Podman 3.4.4 is not compatible with bind mounts to intermediate containers

[prydom]

I get this error (https://github.com/prydom/my-ostree-build/actions/runs/11166346985/job/31040135532#step:3:2977):

[17:06:17 g.i/p/fedora-kinoite-laptop:br-switch-to-podman-42] => Error: error building at STEP "RUN --mount=type=bind,from=stage-keys,src=/keys,dst=/tmp/keys mkdir -p /etc/pki/containers/   mkdir -p /usr/etc/pki/containers/   && cp /tmp/keys/* /etc/pki/containers/   && cp /tmp/keys/* /usr/etc/pki/containers/   && ostree container commit": error resolving mountpoints for container "db9be687a794c40947584f6e5fc808d1a98ae7fc0d05ef4b76c81a6043496258": invalid mount type "bind"
[17:06:17 ERROR] => Failed:
  × Failed to build ghcr.io/prydom/fedora-kinoite-laptop:br-switch-to-podman-
  │ 42

~~This is somewhat annoying since Podman 4.9.3 is what is shipping with Ubuntu 24.04 LTS. I'm not sure we can do anything about this on Bluebuild's side but I did want to create an issue in case someone searches for a solution.~~

EDIT: This was silly user error.
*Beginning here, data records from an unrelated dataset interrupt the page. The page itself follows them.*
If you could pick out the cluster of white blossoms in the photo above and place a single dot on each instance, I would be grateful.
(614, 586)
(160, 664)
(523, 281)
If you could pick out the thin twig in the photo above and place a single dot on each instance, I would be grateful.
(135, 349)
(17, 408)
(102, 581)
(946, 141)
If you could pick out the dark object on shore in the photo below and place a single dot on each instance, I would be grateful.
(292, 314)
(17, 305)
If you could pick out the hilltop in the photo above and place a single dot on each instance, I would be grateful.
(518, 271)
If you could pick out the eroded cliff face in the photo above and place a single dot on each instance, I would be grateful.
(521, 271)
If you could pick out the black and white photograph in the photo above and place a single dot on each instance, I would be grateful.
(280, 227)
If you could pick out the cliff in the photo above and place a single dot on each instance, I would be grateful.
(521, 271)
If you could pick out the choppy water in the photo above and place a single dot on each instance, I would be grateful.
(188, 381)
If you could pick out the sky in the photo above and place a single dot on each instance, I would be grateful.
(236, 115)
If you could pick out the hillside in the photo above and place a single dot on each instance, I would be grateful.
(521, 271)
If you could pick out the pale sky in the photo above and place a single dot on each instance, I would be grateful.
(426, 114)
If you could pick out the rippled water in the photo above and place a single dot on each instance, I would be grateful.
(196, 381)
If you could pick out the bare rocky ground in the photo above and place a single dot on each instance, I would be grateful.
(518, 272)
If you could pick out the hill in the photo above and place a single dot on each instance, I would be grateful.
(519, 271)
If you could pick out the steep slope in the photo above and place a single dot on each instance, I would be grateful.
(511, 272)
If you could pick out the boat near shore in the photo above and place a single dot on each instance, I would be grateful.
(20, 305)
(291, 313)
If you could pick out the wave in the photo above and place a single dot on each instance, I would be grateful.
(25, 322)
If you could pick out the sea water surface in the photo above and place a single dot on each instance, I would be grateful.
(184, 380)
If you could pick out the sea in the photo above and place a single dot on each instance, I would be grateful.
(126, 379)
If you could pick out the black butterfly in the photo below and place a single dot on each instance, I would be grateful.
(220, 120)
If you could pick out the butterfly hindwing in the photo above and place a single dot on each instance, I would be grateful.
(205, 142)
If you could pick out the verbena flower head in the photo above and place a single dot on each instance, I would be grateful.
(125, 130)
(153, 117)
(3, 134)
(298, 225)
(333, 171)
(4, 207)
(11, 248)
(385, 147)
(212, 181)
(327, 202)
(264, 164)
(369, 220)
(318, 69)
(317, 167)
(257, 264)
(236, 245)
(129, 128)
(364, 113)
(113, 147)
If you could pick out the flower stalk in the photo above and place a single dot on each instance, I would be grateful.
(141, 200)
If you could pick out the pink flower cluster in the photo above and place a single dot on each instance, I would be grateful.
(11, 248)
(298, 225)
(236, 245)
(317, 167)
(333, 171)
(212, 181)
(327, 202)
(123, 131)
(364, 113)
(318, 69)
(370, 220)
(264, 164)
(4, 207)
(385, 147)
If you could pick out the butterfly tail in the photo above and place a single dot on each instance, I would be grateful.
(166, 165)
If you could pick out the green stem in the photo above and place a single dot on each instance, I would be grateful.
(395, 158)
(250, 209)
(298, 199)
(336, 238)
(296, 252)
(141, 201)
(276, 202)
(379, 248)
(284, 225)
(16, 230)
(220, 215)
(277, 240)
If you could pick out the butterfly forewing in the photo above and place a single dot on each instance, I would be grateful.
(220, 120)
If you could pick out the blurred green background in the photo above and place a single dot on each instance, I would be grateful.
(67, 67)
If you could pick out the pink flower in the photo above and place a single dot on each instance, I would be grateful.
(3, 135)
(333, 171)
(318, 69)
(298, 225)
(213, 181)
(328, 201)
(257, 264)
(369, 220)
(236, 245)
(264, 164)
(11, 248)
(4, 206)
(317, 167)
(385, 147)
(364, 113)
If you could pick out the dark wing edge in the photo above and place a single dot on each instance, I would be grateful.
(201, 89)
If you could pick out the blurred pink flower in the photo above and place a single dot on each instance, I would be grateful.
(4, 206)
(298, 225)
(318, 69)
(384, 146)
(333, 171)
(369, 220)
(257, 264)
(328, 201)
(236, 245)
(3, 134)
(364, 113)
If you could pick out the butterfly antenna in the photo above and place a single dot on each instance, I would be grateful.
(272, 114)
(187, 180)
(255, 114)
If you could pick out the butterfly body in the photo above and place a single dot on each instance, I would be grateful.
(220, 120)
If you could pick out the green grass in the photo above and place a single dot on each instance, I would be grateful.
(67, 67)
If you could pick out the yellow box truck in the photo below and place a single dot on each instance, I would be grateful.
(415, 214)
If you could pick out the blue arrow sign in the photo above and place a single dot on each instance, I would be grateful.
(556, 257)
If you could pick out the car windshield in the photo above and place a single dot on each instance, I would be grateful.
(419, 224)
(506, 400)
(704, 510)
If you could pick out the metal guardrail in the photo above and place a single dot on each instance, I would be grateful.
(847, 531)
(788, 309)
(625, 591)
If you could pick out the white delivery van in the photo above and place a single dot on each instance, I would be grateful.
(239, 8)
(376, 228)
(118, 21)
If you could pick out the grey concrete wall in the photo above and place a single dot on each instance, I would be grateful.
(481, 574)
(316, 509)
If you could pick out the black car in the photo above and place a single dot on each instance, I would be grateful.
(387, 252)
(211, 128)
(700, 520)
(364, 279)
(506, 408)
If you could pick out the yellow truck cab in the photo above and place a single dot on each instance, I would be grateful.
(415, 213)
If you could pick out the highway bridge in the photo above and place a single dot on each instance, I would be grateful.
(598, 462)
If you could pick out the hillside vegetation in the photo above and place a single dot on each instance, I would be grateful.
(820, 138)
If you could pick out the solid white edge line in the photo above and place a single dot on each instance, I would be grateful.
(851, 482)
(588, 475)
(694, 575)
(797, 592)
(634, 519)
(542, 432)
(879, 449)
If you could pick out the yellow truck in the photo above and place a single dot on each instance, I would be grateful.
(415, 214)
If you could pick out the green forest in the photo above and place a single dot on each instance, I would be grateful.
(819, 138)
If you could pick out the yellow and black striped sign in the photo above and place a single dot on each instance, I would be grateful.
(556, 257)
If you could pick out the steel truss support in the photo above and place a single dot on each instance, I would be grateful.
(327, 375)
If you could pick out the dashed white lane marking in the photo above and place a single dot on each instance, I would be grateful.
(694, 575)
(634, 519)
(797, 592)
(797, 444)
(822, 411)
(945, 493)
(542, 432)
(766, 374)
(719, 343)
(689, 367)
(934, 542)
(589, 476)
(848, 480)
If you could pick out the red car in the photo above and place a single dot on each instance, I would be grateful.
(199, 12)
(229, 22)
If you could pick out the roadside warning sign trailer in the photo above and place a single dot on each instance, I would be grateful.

I thought that ubuntu-latest had already switched over to 24.04. See https://github.com/blue-build/cli/issues/235#issuecomment-2392336527 if you need to get this working on Ubuntu 22.04 (ubuntu-latest runner as of 2024-10-03)

Feel free to close this if there's nothing to do or discuss.

Workaround

I use the following in my Github Actions.

Note that ghcr.io/prydom/ostree-buildroot is just a fedora container with the tools needed to use bluebuild installed, see https://github.com/prydom/my-ostree-build/blob/main/buildroot/Containerfile.rawhide.

    container:
      image: ghcr.io/prydom/ostree-buildroot:rawhide
      options: --privileged
    steps:
      - name: Checkout repo
        uses: actions/checkout@v4
      - name: Build Custom Image
        uses: ./.github/actions/bluebuild
        with:
          recipe: ${{ matrix.recipe }}
          cosign_private_key: ${{ secrets.SIGNING_SECRET }}
          registry_token: ${{ github.token }}
          pr_event_number: ${{ github.event.number }}
          use_unstable_cli: true

[gmpinder]

Wait did they remove support for bind mounts?!?! There's a requirement for podman version >=4 because that was the version that added it in.

[prydom]

I'm not sure what's going on. My Fedora container has version 5.2.3 (https://packages.fedoraproject.org/pkgs/podman/podman/) so there must be a regression.

[gmpinder]

Looks like that job was running on a 22.04 VM https://github.com/prydom/my-ostree-build/actions/runs/11166346985/job/31040135532#step:1:4

This doesn't have the correct version of podman installed. Looks like ubuntu-latest is set to change to 24.04 on Oct. 30th.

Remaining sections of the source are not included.